Fusion is the “in” thing in music these days. While I’ve never been big on following or caring about what’s in or out, I do like the fusion trend – the mix of different music genres to create something new. We Americans are an easily bored bunch, aren’t we? Status quo just can’t last long. And I can’t say anything about it, since I’m easily bored, as well. I’m actually a strange mix of “need things the same” and “way too easily bored.” Yes, I drive myself crazy at times. Feel sorry for those who have to deal with me regularly?
Anyway, I like the music mixes. I like that they’ve termed it fusion. Fusion is kind of a cool word itself, isn’t it? Music does tend to find the coolest ways to describe things.
Such as “indie music” which is sometimes termed as a genre instead of the original intent of musicians going independent and producing their own work (kind of the definition of independent, aka indie, is it not?) So, back when authors really started to jump in and publish themselves and everyone was bickering over what to call these renegades, I started calling myself an indie author just like the indie musicians.

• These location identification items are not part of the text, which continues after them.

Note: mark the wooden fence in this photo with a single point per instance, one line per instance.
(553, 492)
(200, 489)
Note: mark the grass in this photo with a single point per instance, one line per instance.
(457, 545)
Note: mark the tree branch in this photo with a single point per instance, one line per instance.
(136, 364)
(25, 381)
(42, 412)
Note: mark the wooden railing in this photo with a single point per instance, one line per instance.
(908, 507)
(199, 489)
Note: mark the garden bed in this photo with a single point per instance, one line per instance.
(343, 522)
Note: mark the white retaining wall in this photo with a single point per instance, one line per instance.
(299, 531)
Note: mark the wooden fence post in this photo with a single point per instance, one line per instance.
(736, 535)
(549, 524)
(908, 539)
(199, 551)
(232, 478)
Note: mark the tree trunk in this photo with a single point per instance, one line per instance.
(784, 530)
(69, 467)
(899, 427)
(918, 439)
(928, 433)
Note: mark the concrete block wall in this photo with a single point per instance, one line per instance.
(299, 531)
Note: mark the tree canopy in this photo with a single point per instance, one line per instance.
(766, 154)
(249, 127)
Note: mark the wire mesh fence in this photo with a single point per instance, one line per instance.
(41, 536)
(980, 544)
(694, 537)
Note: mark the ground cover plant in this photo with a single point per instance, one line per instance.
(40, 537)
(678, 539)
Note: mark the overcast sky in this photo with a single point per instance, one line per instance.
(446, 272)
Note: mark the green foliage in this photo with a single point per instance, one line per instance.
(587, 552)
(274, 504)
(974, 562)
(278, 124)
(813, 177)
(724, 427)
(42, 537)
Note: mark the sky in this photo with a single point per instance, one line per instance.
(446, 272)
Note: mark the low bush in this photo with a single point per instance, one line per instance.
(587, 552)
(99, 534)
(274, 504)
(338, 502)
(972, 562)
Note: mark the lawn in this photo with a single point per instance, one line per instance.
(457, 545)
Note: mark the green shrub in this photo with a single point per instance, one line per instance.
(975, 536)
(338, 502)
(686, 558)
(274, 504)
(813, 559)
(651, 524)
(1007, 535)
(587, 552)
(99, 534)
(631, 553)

Made sense to me. Guess it made sense to a lot of folks, since that’s the most accepted term these days for those of us going it on our own.
So now, authors are writing mixes of so many different genres they sometimes need six terms to describe one book [paranormal new adult romantic historical suspense]. Wow. Well, okay. And publishers are always coming up with new terms to describe what authors are writing. The newest I’ve found is upmarket, meaning genre fiction of some kind with a more literary feel, more complex plots, deeper characters. Basically what I’ve called literary romance for several years is now upmarket romance. Well, okay then. Maybe that will work better?
I call all of this genre mixing fiction fusion. Same concept as in music. And I like the concept in fiction as well as I like it in music. It keeps things fresh and interesting.
Although, in all honesty, I’ve been writing fusion … well, since I started writing seriously in 1996 (go ahead, date me by age). I was never sure what to call it. I’m still unsure what to call it. But just as I’m an indie author, I’m also a fusion author. I write what comes out.
Maybe instead of my long-term tag line that tends to raise eyebrows (or pushes them across to the other side of the street), Literary Romance with an Artsy Twist, I should use Indie Fusion with an Artsy Twist. What do you think? At least they might stop to ask what I mean.